We went back to the Q Bar and in the back section where I normally went was sitting the Bangkok based noted Canadian author, Christopher G. Moore. I had met him before a few times by chance in the Q Bar in those days. He asked what I was so exited about and so over the course of a few beers I told him the entire cyclo story. In fact I probably told him seven times, each time with greater force and detail.
Fast forward a few years…
I had since moved to Hanoi and an old friend of mine from Texas who I had met when I lived in Seoul, Korea, was visiting and staying at my house.
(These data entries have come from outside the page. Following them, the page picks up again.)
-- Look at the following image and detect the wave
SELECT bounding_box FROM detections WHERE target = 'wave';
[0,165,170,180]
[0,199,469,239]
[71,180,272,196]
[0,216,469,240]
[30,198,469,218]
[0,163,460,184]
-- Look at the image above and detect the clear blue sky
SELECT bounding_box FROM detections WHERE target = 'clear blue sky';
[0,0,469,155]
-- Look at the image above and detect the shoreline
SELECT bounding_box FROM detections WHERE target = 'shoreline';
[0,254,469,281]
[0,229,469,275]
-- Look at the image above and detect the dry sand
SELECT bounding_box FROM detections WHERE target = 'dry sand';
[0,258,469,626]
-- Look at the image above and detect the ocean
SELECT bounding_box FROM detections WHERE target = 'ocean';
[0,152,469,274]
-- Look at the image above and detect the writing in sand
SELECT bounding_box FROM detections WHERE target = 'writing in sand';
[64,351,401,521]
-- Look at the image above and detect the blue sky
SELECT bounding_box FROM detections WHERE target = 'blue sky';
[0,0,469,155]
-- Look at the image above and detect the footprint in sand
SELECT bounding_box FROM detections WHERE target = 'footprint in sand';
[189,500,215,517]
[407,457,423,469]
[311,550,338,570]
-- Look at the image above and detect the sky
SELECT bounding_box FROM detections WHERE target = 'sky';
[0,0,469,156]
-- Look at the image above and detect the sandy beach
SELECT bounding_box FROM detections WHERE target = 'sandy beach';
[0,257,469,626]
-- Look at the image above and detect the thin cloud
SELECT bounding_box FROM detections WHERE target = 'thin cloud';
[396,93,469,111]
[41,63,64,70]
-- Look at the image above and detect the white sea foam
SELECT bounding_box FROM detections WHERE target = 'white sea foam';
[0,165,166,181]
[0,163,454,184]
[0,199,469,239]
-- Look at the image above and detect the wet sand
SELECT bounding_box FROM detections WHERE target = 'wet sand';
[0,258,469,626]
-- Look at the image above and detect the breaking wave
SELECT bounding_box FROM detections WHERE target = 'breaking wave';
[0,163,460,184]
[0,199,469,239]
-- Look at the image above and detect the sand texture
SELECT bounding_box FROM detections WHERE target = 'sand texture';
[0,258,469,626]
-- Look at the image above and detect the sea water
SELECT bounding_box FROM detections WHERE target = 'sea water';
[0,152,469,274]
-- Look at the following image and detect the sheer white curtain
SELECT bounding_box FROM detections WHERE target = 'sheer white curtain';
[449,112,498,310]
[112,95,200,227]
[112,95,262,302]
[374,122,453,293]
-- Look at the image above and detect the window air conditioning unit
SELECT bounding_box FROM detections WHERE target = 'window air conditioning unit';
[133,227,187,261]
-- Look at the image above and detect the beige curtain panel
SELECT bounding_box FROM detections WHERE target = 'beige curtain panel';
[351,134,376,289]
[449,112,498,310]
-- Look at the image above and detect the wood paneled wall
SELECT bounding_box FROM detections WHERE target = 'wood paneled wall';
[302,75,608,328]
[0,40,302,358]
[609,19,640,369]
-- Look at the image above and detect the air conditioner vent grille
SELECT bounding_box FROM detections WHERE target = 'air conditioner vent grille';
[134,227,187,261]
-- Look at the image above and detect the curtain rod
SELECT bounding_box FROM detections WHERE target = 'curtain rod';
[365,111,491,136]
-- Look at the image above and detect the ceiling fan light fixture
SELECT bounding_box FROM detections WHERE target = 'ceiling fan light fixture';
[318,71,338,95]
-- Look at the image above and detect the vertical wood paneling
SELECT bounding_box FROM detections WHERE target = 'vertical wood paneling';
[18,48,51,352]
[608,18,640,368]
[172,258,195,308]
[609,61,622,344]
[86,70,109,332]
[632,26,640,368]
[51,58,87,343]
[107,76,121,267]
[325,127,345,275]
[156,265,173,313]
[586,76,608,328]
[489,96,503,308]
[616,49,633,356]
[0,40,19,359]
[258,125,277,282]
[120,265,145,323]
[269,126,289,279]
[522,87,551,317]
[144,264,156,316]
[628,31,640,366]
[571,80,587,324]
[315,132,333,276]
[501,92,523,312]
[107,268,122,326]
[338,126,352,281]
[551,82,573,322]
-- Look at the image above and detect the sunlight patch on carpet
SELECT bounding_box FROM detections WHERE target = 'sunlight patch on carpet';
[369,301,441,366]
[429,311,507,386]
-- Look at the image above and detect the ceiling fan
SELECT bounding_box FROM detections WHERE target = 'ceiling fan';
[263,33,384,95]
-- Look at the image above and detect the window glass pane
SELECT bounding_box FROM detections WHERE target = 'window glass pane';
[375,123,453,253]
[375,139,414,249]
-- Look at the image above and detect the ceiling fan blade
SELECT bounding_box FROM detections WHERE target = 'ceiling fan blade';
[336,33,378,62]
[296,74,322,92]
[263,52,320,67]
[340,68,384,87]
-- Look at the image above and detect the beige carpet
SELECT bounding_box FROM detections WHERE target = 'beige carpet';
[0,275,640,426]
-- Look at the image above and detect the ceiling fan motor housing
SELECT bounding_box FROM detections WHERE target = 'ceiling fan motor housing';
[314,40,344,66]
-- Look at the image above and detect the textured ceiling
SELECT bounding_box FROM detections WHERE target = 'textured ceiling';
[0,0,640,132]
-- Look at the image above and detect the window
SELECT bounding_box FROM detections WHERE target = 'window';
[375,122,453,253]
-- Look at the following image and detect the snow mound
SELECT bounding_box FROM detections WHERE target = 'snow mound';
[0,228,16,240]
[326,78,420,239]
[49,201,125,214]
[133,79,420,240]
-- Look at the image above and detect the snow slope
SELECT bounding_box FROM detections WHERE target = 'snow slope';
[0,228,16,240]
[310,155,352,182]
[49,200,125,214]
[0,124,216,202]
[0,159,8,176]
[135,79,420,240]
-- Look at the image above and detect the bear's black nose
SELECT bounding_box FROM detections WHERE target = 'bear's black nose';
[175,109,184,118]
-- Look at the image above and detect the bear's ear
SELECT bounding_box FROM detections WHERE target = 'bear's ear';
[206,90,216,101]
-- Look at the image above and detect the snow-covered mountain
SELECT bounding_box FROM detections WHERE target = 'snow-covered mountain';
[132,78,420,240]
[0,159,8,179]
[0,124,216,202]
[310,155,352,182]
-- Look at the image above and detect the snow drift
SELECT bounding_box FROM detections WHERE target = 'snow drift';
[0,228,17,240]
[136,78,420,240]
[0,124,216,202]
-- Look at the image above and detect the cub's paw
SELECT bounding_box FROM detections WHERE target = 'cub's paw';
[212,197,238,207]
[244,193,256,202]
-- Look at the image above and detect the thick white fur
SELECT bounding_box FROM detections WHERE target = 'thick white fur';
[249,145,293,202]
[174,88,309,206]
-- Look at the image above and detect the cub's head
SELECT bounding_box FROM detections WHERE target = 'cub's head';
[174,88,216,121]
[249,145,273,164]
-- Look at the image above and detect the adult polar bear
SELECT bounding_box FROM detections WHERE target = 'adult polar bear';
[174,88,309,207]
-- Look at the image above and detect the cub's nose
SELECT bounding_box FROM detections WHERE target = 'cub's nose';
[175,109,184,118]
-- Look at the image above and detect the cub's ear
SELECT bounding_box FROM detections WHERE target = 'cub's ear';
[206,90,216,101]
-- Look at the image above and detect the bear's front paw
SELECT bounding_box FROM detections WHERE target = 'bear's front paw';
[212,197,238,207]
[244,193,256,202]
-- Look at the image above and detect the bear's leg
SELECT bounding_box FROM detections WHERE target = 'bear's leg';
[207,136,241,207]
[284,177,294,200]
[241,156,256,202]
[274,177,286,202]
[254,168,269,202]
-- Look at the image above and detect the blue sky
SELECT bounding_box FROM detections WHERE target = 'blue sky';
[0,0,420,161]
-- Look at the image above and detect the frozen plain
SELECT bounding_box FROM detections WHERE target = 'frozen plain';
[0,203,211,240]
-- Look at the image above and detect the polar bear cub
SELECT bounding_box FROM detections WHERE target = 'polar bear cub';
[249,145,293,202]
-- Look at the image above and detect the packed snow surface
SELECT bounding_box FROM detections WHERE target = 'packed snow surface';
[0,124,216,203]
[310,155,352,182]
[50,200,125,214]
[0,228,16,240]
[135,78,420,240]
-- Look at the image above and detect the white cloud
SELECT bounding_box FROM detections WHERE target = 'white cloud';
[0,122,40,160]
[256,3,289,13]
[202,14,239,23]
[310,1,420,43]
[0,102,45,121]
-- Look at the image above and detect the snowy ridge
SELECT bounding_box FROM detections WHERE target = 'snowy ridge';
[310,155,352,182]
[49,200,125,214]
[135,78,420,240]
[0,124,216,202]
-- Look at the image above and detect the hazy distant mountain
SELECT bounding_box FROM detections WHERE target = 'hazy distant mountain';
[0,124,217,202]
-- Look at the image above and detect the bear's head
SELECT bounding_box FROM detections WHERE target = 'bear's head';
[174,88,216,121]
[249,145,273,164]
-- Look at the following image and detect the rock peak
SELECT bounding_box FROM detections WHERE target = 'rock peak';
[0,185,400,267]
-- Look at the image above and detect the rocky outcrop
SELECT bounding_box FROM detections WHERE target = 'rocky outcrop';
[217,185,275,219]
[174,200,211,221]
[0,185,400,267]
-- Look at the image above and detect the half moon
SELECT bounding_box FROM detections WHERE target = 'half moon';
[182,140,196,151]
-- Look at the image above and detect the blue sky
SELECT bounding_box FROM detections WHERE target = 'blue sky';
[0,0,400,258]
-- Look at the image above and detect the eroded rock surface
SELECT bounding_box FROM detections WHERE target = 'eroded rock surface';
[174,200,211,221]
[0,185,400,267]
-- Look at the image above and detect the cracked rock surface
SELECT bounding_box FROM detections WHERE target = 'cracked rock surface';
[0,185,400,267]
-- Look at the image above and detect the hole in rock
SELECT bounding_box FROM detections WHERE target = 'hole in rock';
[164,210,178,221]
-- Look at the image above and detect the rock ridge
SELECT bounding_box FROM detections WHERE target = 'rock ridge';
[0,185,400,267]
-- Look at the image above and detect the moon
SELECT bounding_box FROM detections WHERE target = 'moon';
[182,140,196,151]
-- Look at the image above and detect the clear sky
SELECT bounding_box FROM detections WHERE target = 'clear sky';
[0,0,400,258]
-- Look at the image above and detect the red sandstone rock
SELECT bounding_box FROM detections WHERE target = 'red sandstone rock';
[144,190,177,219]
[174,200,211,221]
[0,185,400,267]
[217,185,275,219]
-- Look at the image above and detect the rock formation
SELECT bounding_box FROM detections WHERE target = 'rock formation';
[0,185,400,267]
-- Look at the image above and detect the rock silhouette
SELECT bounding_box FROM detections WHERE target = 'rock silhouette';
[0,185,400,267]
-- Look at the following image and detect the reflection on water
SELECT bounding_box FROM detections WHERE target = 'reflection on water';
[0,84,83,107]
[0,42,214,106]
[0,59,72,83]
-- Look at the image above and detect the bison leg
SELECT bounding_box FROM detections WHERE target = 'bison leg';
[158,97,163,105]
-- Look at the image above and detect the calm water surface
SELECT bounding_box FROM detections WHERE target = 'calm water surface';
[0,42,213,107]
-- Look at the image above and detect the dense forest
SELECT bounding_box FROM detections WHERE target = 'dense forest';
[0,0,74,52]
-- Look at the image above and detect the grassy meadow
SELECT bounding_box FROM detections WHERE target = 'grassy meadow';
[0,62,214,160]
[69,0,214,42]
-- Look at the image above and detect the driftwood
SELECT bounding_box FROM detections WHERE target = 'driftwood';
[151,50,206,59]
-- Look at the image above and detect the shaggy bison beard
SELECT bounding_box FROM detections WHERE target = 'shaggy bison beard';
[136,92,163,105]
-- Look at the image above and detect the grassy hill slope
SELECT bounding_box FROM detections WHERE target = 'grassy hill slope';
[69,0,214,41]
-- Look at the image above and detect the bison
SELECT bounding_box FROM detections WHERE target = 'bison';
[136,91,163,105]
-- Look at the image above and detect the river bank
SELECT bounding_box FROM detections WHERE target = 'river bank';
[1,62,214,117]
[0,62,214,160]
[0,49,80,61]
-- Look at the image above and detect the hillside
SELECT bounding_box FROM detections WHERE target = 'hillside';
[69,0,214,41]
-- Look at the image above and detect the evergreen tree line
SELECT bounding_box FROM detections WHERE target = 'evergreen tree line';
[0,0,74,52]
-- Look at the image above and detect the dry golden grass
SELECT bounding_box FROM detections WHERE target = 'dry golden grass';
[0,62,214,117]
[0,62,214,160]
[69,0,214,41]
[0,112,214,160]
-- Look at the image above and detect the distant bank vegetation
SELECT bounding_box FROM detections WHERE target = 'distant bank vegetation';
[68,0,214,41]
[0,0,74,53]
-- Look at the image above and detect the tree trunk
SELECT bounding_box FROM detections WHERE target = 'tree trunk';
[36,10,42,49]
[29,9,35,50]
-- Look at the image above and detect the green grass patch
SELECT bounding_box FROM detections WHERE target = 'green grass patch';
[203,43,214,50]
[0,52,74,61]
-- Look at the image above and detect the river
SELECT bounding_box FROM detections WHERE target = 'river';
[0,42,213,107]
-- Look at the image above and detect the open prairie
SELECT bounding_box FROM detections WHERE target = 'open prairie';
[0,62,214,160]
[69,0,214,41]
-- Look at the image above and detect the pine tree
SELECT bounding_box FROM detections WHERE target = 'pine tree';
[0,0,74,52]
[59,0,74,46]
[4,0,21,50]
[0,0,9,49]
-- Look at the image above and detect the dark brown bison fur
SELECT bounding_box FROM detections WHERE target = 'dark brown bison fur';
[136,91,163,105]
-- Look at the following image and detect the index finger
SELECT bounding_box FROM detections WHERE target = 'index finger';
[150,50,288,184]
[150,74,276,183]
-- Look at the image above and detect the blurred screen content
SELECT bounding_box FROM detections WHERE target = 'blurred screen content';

My friend was Don Boring who had worked before for the Atlanta Journal Constitution, UNICEF and a university in Korea. Don was affectionately known to Seoul hashers as “Big Buoy” since he stood 6’7” and weighed like a bloated pony. “Why didn’t you tell me you are in a book?” asked Don. I hadn’t the foggiest idea of what he was talking about. His comment took me aback and made about as much sense a monkey speaking Greek. Then Don handed me a copy of Christopher Moore’s book Comfort Zone and sure enough, my cyclo story was in there, albeit paraphrased a bit by a fictional character. And the character Christopher chose to tell it was a minor player in the book, Charlie from South Carolina who spoke with an accent from another century…
So the moral to all this is, if you want to be in someone else’s book, you need to find someone sick enough to eat slimy snails off the street all the time.